California Law Firm and Executives Settle Alleged False Claims Act Over Misuse of PPP Loan Funds

California Law Firm and Executives Settle Alleged False Claims Act Over Misuse of PPP Loan Funds

[ad_1]

The Bloom Firm, a California-based law firm, and principals Lisa Bloom and Braden Pollock, have agreed to pay a total of $274,000 to settle allegations that they violated the False Claims Act by providing false information in support of the Paycheck Protection Program. (PPP) loan forgiveness application.

The PPP was established in March 2020 under the Coronavirus Aid, Relief, and Economic Security (CARES) Act to provide financial assistance to small businesses struggling due to the COVID-19 pandemic. These loans, meant to cover salaries and other business expenses, were forgivable if the funds were used properly. When applying for forgiveness, borrowers had to confirm that the information they provided was true and that the money was being used for proper expenses.

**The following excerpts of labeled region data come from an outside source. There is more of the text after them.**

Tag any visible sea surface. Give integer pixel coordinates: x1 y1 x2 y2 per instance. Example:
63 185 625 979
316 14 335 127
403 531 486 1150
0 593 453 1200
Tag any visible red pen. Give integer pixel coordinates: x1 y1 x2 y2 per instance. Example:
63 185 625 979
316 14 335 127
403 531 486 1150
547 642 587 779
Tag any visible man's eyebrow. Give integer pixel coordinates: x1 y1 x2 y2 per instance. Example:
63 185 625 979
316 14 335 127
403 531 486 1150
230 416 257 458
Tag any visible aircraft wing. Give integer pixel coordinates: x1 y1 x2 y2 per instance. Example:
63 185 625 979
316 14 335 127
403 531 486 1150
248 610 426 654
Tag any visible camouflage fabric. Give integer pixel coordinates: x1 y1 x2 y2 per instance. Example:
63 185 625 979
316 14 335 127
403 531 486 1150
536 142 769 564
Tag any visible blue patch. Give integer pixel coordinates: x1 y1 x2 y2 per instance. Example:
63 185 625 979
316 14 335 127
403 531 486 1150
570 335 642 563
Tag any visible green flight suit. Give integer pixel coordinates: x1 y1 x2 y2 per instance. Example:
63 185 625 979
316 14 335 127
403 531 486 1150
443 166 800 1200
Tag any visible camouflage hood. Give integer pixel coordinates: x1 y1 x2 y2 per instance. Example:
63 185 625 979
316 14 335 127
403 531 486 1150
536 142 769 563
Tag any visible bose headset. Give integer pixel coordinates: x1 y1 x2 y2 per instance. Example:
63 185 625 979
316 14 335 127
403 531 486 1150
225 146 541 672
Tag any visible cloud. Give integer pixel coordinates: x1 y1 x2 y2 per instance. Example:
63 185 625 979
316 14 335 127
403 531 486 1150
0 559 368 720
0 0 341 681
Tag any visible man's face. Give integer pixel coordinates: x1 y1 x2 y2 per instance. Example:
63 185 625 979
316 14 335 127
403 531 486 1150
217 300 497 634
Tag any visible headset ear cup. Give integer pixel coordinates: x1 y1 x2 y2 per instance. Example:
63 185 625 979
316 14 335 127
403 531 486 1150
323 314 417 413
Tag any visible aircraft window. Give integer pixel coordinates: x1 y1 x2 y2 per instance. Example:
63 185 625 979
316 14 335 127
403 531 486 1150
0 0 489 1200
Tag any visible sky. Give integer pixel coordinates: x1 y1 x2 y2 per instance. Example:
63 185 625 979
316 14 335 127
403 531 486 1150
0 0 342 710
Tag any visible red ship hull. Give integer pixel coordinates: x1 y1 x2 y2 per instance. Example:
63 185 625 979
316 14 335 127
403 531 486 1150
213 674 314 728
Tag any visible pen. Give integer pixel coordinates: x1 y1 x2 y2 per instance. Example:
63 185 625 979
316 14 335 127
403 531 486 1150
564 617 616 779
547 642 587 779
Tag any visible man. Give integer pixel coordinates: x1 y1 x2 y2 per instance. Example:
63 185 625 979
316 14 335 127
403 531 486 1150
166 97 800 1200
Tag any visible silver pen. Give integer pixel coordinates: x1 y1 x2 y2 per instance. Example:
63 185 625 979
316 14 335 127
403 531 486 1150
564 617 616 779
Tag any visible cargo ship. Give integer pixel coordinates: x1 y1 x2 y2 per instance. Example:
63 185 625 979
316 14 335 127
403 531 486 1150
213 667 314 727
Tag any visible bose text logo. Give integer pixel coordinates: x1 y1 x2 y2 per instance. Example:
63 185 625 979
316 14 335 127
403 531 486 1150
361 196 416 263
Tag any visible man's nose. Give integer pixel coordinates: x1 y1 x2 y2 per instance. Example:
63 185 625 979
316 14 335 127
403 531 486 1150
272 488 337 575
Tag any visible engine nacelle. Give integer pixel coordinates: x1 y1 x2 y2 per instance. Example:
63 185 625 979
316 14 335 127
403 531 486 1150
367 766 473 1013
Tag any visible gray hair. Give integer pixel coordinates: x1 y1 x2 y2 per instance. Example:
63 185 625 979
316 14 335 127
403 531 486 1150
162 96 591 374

According to the US Department of Justice, The Bloom Firm, under the supervision of Bloom and Pollock, falsely certified that it used its first PPP loan for eligible settlement costs. The government alleges that the company is using part of the PPP loan to pay workers who were not eligible for PPP funds or who did not work for the company at the time of the loan. As part of the settlement, the Bloom Firm will pay $204,200.34, while Bloom and Pollock will each pay $35,384.49.

“PPP loans were intended to provide significant relief to small businesses,” said Principal Deputy Assistant Attorney General Brian M. Boynton of the Justice Department’s Labor Division. “The department is committed to following those who misuse this tax-payer funded program.”

U.S. Attorney Martin Estrada for the Central District of California added, “Lawyers have a duty to follow the law to the letter – especially when it comes to government programs that help people and businesses affected by COVID-19.”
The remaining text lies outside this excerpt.